Semasa di BI, Darmin sempat menganggap bahwa instrumen suku bunga tak selamanya tepat untuk dijadikan sebagai alat operasi moneter. Di masa kepemimpinannya, kebijakan moneter yang dikeluarkan BI harus tepat sasaran dan tidak selalu menggunakan instrumen suku bunga.
Selama menjabat sebagai Gubernir BI, Darmin menegeluarkan kebijakan menurunkan suku bunga acuan BI Rate di tengah situasi keuangan global yang dilanda krisis.
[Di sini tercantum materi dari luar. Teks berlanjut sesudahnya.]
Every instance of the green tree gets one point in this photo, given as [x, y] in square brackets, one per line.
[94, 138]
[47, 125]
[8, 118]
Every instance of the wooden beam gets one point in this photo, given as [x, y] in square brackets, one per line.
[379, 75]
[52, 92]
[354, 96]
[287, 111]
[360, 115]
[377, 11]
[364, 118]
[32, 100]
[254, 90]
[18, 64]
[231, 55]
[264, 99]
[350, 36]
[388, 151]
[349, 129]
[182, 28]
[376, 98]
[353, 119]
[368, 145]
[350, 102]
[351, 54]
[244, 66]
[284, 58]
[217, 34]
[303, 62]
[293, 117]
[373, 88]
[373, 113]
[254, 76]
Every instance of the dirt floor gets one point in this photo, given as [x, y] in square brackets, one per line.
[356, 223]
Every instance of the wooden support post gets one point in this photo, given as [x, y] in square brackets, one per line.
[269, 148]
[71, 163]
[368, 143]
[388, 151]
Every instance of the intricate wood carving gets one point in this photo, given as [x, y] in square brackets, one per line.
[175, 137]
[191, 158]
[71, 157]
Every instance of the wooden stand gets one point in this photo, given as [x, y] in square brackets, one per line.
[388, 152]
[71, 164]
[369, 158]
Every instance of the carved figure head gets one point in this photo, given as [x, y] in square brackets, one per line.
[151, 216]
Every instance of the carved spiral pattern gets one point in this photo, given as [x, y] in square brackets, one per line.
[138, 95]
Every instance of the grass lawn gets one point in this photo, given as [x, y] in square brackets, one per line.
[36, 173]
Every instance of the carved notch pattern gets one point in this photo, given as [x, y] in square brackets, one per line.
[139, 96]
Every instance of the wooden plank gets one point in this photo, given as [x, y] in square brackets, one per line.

The Economist mencatat, pada Oktober 2011 BI menjadi bank sentral pertama di kawasan Asia yang menurunkan suku bunga acuan.
Darmin memang sangat konsen terhadap penguatan sektor riil sehingga kerap kali dia dicap sebagai penganut dovish, yakni kebijakan suku bunga rendah untuk mendorong pertumbuhan ekonomi. “Karena saya dipikir dovish (pro mendorong sektor riil). Bukan hanya itu sebenarnya. Saya tidak ingin suku bunga terlalu tinggi karena akan makin banyak itu uang masuk. Dan, kita tahu pada suatu saat dan mungkin tiba-tiba mereka akan balik keluar. Pas balik, bisa mati kita,” terang Darmin dalam suatu kesempatan wawancara.
Dalam tiap kesempatan, khususnya pada rapat dewan gubernur, Darmin juga selalu menekankan upaya memaksa bank melakukan konsolidasi. Dari sana lahirlah konsep BUKU. Dalam ketentuan tersebut kegiatan operasi bank dibatasi berdasarkan permodalan masing-masing, yang diatur secara berjenjang melalui BUKU 1 sampai dengan BUKU 4.
Ada tiga program besar yang dilakukan bank sentral pada masa kepemimpinan Darmin. Pertama, program financial inclusion yang didorong melalui kebijakan utama dalam branchless banking dan electronic money (e-money). Kedua, Kajian Ekonomi Regional (KER) yang diberi nama Laporan Nusantara (Nusantara Report). Dan ketiga, adalah TPI dan TPID.
Apa yang dilakukan Darmin melalui sejumlah terobosan kebijakan di BI, khususnya melalui kebijakan makroprudensial dengan bauran kebijakan sebagai ujung tombaknya, tak hanya diakui secara nasional tapi juga secara global. Pada pengujung 2012, tepatnya 10 November 2012, The Economist memberikan apresiasi terhadap perekonomian Indonesia karena dianggap memiliki pertumbuhan paling stabil di dunia dalam kurun waktu beberapa triwulan terakhir. The Economist juga mengklaim, Indonesia menjadi pelopor penerapan bauran kebijakan moneter dan makroprudensial. Melalui sebuah bauran kebijakan yang efektif, Indonesia dipandang mampu memitigasi risiko kredit dan mencegah pelarian modal, tanpa harus menaikkan suku bunga.